Uranium is one of the word's hottest commodities -- over the past decade, its price has risen three times faster than that of oil. From a low of around $7 a pound in 2000, yellowcake soared more than 1800% to its recent high of $135 in June.

"The world consumes 180 million pounds of uranium a year," says David Miller, president and chief operating officer of Strathmore Minerals, a uranium mine developer. "But the world only produces 105 million pounds a year. The rest comes out of the inventory built up in the 1980s after the industry stopped growing. But, now that inventory is (down to) around 500 million pounds. If mining ceased right now, we would run out in three years."

Mining, enrichment and storage stocks are just about the only way to play the mineral. Uranium futures only started trading on the Nymex in May, and activity is still somewhat anemic, while transactions on the spot market are private and infrequent.

The price of uranium can only benefit as more nuclear power plants come online. The 435 nuclear power plants already online worldwide provide 16% of the globe's electricity, according to the World Nuclear Association. Van Eck says 30 power reactors are currently being constructed in 11 countries and that 70 more are planned.

The 104 commercial reactors in the U.S. produce 20% of the nation's electricity, leaving plenty of room to catch up with Europe and Japan, which get 30% of their electricity from nuclear power. France alone relies on it for 75% of its electricity.

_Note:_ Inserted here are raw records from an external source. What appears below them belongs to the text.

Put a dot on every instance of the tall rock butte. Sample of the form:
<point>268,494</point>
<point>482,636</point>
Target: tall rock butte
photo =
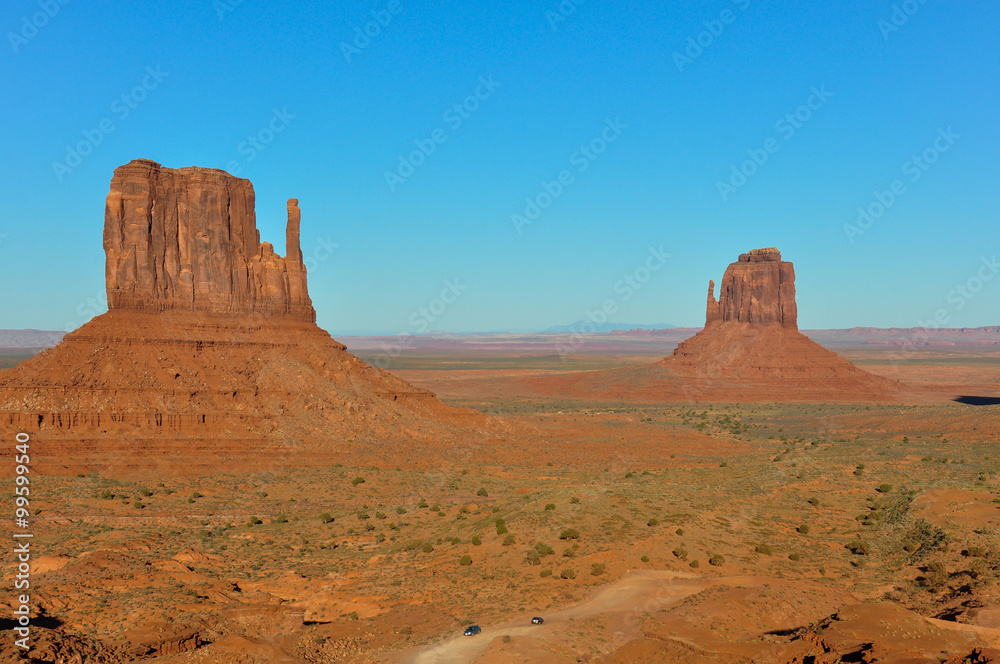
<point>209,355</point>
<point>758,289</point>
<point>749,350</point>
<point>187,239</point>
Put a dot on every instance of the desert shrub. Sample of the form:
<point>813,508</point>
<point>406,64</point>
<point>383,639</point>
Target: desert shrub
<point>857,547</point>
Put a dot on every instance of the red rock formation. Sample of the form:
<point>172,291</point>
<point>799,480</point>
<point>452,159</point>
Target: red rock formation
<point>187,239</point>
<point>209,354</point>
<point>758,289</point>
<point>749,350</point>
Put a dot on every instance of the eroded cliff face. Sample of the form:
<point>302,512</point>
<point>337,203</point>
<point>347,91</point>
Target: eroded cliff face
<point>758,289</point>
<point>187,238</point>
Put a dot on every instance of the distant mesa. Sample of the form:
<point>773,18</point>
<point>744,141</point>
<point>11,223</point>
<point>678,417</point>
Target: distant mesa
<point>758,289</point>
<point>209,353</point>
<point>749,350</point>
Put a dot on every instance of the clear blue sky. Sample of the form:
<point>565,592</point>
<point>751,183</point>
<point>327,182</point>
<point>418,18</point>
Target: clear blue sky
<point>222,70</point>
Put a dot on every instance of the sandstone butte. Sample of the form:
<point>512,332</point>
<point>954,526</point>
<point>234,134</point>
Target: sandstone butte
<point>209,356</point>
<point>749,350</point>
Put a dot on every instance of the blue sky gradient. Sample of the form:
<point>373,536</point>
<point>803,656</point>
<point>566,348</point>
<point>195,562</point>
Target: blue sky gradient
<point>894,78</point>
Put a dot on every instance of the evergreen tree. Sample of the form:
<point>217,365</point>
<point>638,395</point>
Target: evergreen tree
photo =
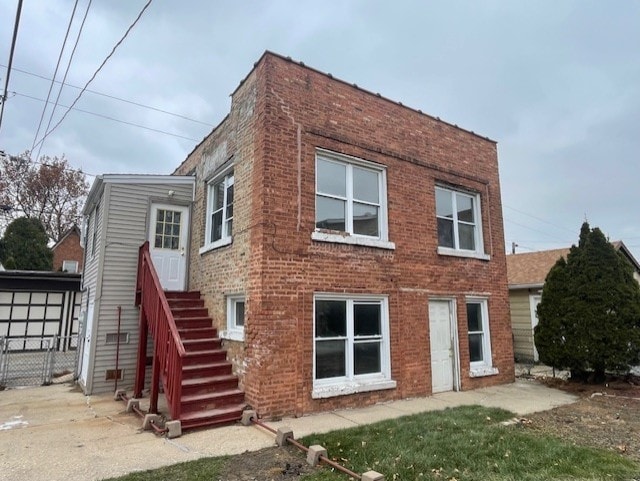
<point>589,314</point>
<point>24,246</point>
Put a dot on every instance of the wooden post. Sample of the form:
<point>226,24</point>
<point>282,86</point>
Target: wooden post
<point>155,379</point>
<point>142,354</point>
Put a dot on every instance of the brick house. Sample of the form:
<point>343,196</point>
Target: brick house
<point>67,252</point>
<point>349,249</point>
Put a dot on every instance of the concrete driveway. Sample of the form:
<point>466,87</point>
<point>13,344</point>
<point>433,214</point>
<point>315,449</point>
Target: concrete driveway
<point>57,433</point>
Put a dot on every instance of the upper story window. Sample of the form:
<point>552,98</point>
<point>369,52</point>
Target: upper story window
<point>351,199</point>
<point>219,225</point>
<point>459,223</point>
<point>70,266</point>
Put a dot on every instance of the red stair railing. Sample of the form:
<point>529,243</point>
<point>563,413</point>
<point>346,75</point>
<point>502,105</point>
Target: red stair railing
<point>168,353</point>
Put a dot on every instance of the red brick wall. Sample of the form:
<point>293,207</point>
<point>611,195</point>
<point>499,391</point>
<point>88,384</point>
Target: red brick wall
<point>274,260</point>
<point>68,250</point>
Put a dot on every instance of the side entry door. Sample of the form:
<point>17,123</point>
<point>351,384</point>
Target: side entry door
<point>168,236</point>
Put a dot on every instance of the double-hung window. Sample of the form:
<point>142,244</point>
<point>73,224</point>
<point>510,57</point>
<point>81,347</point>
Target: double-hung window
<point>459,222</point>
<point>219,225</point>
<point>479,338</point>
<point>350,199</point>
<point>351,345</point>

While the price of uranium has fallen to $105 since its June high, Miller, of Strathmore Minerals, predicts higher prices as uranium demand grows 1% to 3% a year. However, after the huge run-up, he thinks a large number of companies in the ETF are fully valued, and few, if any are undervalued.

There are other potential drawbacks, such as safety and waste disposal. Last month, after an earthquake hit Japan, a nuclear-power complex spilled radioactive water from a pool storing spent nuclear-fuel rods. And in 2002, an Ohio plant owned by Davis-Besse nearly suffered a meltdown that could have been much worse that Three Mile Island. This was after it had been warned two years earlier to fix the problem.

Meanwhile, the problem of disposing hazardous nuclear waste hasn't been solved. And let's not even talk about the possibility of a terrorist attack.

The ETF closed at $36.89 Monday, down 7.8% from its launch at $40 a share. Of course, with the stock market's recent volatility, it wasn't the best time to launch a new security.